Lawyers for Makhanda resident Sigudla Ndumo will Wednesday 5 February apply to appeal last year’s High Court ruling that the change of the town’s name from Grahamstown to Makhanda was legitimate. In December 2019 Judge Murray Lowe rejected the Keep Grahamstown Grahamstown (KGG) application to have set aside Arts and Culture Minister Nathi Mthethwa’s decision to change the city’s name to Makhanda.
On 13 January, Brin Brody of Wheeldon Rushmere and Cole, representing Ndumo, filed a notice of application for leave to appeal. This was granted and the application is set down for 5 February 2020 in the Grahamstown High Court. Advocates Izak Smuts and Gavin Brown will argue the application for Ndumo. As before, the respondents are the Minister of Arts and Culture (nomine officio, not personally), the South African Geographical Names Council and Makana Municipality.

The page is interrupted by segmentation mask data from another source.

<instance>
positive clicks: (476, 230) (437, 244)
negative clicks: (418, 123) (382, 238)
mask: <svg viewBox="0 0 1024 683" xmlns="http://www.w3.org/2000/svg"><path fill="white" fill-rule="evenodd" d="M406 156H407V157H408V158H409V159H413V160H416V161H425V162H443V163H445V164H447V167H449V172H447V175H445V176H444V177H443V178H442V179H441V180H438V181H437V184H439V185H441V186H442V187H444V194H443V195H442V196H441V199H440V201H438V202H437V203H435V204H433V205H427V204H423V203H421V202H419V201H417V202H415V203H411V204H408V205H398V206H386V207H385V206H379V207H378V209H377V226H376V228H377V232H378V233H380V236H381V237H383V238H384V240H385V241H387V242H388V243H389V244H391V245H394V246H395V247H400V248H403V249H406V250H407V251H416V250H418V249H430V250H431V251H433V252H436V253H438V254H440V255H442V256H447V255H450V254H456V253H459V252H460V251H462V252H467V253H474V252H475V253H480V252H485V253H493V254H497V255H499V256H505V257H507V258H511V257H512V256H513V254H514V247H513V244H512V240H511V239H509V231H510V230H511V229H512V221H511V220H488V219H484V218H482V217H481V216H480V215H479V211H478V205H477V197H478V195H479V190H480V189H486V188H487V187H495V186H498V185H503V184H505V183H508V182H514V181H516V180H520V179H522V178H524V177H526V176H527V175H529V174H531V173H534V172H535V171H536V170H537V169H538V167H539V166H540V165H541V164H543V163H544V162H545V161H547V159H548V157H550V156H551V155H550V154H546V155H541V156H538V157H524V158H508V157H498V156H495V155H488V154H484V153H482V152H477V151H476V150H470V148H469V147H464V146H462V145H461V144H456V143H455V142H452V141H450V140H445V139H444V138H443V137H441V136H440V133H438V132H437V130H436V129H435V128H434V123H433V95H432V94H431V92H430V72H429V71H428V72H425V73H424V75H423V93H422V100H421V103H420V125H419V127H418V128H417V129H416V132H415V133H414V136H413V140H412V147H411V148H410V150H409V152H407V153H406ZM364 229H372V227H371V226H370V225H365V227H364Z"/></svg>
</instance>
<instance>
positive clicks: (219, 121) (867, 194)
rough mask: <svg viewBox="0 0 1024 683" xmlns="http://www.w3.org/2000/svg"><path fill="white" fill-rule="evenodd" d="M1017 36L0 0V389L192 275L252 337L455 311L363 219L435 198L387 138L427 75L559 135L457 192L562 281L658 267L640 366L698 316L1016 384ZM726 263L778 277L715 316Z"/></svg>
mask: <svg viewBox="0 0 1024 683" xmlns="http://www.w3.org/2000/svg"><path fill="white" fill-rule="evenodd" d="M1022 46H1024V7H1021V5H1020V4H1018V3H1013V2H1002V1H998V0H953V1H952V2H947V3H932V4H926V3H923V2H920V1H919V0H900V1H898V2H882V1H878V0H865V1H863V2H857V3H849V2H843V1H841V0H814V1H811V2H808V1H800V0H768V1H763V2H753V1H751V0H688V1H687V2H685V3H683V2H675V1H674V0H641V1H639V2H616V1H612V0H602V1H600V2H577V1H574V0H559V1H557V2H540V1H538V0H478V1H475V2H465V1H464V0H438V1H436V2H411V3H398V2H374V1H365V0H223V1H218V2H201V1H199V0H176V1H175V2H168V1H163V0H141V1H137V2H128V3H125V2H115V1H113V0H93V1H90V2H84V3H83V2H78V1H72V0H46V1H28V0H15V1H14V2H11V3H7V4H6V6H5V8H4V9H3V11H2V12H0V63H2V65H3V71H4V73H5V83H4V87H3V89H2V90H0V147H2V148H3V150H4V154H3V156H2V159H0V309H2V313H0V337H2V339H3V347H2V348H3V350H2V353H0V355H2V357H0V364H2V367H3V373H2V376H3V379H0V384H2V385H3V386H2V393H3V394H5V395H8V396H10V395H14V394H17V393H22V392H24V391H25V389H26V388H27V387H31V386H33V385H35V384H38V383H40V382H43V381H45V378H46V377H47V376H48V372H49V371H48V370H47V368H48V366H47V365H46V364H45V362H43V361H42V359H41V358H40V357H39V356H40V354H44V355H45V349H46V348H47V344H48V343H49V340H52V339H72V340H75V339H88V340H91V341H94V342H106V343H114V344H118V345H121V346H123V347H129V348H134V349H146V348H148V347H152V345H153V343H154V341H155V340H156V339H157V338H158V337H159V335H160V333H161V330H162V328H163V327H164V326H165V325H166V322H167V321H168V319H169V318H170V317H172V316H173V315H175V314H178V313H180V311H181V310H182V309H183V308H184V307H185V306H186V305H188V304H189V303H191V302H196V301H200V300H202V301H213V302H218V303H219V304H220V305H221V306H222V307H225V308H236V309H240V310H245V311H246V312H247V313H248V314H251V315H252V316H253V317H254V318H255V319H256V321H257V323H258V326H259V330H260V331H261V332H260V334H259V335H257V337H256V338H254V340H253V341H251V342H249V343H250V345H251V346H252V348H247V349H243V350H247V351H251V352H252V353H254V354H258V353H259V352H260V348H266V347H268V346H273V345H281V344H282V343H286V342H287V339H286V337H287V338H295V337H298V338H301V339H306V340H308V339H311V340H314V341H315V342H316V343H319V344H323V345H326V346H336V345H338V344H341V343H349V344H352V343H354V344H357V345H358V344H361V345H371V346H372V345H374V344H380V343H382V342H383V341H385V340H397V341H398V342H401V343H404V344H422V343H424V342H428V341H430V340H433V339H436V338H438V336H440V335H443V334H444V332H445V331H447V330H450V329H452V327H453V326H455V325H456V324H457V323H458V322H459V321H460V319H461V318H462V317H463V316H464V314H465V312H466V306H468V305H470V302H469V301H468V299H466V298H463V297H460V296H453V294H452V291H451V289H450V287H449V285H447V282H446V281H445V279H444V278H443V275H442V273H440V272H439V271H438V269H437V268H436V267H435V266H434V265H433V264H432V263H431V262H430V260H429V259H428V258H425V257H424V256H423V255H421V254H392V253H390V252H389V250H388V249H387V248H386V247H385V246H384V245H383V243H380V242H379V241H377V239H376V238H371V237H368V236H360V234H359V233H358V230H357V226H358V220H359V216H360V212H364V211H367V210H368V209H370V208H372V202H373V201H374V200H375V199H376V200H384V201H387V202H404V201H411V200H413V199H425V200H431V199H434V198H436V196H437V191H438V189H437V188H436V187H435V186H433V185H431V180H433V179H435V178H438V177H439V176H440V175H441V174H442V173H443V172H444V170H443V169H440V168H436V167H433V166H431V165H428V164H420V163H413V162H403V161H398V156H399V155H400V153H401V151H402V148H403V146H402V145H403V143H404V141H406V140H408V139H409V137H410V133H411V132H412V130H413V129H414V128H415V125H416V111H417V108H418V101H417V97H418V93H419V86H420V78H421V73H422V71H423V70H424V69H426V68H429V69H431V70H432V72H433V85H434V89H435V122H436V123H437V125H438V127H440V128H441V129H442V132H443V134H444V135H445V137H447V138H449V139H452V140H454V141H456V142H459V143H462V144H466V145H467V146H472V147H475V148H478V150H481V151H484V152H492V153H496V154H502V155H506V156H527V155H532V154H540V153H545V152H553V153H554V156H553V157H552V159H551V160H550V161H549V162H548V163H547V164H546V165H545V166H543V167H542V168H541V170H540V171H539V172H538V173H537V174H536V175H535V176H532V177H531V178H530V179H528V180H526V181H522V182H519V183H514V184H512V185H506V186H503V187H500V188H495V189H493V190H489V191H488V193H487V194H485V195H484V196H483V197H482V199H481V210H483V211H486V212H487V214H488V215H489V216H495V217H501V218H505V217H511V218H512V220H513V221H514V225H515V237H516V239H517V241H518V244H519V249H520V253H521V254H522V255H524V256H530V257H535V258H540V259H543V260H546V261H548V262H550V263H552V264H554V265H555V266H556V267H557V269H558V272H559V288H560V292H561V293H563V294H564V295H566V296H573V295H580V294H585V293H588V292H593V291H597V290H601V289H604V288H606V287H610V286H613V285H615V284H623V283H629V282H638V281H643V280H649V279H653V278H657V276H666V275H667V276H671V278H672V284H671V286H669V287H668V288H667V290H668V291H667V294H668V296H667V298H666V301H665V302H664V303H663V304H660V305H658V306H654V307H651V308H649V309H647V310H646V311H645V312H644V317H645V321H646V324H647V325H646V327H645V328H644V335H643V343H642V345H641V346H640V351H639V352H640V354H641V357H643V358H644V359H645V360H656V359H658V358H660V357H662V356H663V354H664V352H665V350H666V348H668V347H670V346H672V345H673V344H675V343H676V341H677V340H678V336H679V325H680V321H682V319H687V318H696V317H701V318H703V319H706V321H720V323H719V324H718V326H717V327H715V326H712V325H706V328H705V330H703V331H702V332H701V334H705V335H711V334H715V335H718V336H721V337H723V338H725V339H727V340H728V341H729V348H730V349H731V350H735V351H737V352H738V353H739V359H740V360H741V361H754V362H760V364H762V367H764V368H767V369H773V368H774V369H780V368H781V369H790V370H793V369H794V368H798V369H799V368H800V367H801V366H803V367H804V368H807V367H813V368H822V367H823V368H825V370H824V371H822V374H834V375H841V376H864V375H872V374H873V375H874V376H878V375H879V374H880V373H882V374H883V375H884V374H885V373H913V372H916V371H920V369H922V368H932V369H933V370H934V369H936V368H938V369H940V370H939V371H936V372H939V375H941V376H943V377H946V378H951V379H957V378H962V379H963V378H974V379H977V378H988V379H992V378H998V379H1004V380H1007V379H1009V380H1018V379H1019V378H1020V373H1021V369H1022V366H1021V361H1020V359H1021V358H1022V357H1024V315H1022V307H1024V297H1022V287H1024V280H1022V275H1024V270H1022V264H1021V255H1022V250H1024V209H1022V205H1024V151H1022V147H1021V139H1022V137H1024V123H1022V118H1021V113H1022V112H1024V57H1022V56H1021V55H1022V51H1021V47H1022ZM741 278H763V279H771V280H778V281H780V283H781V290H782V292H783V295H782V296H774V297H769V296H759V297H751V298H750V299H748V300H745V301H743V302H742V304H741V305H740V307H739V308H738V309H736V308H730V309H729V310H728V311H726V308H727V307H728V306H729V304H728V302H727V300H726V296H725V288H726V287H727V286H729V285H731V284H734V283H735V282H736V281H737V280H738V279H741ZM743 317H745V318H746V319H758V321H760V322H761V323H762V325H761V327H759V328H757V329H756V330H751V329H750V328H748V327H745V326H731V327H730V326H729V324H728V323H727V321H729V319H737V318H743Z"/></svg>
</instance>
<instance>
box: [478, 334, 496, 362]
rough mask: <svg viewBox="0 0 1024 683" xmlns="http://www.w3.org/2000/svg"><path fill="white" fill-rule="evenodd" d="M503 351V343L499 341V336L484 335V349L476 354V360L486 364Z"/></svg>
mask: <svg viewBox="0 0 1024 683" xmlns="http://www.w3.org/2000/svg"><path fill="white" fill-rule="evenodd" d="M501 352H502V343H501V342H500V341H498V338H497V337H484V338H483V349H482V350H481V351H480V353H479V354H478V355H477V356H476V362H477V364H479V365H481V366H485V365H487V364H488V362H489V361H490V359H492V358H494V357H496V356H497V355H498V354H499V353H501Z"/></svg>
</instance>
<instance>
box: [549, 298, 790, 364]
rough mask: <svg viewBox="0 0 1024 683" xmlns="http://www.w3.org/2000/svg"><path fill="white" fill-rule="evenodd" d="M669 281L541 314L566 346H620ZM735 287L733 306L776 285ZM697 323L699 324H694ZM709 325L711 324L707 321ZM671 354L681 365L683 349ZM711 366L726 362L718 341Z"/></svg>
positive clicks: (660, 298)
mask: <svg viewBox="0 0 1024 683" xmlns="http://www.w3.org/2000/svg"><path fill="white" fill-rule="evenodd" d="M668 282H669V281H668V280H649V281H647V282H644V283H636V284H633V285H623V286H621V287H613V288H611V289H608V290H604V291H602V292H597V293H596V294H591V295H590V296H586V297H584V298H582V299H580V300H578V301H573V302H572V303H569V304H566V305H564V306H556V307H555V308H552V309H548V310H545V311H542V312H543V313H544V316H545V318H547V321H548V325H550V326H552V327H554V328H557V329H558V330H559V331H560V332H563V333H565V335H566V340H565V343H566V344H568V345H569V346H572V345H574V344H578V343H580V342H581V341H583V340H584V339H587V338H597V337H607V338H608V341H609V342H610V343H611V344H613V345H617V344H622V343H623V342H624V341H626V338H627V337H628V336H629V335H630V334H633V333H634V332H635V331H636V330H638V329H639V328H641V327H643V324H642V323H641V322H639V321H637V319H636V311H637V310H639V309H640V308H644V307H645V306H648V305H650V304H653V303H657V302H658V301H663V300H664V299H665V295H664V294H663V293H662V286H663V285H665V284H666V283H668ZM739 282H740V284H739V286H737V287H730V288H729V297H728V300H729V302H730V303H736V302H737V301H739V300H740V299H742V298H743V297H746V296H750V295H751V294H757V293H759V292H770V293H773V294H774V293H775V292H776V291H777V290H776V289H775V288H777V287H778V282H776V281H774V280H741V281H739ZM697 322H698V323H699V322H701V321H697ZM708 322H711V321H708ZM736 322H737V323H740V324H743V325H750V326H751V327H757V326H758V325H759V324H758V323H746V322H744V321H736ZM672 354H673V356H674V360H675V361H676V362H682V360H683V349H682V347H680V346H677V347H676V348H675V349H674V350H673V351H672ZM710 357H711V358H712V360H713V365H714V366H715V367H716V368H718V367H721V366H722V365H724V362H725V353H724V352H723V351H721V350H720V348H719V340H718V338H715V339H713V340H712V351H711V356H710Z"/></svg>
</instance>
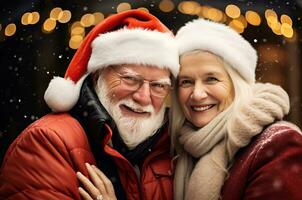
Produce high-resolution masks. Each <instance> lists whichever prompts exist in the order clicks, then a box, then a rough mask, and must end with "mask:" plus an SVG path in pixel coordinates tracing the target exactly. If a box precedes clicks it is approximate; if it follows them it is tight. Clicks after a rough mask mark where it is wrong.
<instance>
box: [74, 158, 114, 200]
mask: <svg viewBox="0 0 302 200" xmlns="http://www.w3.org/2000/svg"><path fill="white" fill-rule="evenodd" d="M85 165H86V167H87V170H88V173H89V177H90V180H91V181H90V180H89V179H88V178H87V177H86V176H84V175H83V174H82V173H81V172H77V177H78V179H79V180H80V182H81V183H82V184H83V185H84V187H85V190H84V189H83V188H81V187H79V192H80V194H81V196H82V198H83V199H84V200H116V196H115V193H114V188H113V185H112V183H111V181H110V180H109V179H108V178H107V177H106V176H105V174H104V173H103V172H102V171H101V170H99V169H98V168H97V167H96V166H94V165H90V164H88V163H85Z"/></svg>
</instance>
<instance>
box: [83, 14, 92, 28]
mask: <svg viewBox="0 0 302 200" xmlns="http://www.w3.org/2000/svg"><path fill="white" fill-rule="evenodd" d="M94 22H95V19H94V15H93V14H85V15H83V16H82V18H81V25H82V26H84V27H90V26H92V25H94Z"/></svg>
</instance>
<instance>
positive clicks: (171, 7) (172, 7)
mask: <svg viewBox="0 0 302 200" xmlns="http://www.w3.org/2000/svg"><path fill="white" fill-rule="evenodd" d="M174 7H175V6H174V3H173V1H171V0H162V1H161V2H160V3H159V9H160V10H161V11H163V12H171V11H172V10H173V9H174Z"/></svg>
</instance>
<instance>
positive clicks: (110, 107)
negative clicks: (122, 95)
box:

They are represented by Grant Barrow of Whitesides Attorneys.
Grounds given for the application include that while the Judge had held that the merits of the issue were not being argued, he had gone on to say that the decision occurred “in the context of the painful colonial military background to the naming… of the town originally” and had accepted the Minister’s contention that the new name “replaced a name which epitomizes brutal colonial subjugation with one that epitomizes redress and restoration of human dignity”. This showed that the Judge was, in fact, considering the merits of the issue, the papers argue.
Other points include reference to a previous judgment overturning a name change, inadequate consultation, that previous processes had favoured the name, iRhini rather than Makhanda, confusion and lack of standardisation between the name changes of the municipality (Makana) and the town respectively.
Grocott’s Mail will continue to report.
* Note: Article changed to indicate that this is not the appeal, but the application for leave to appeal. Grocott’s Mail regrets the error.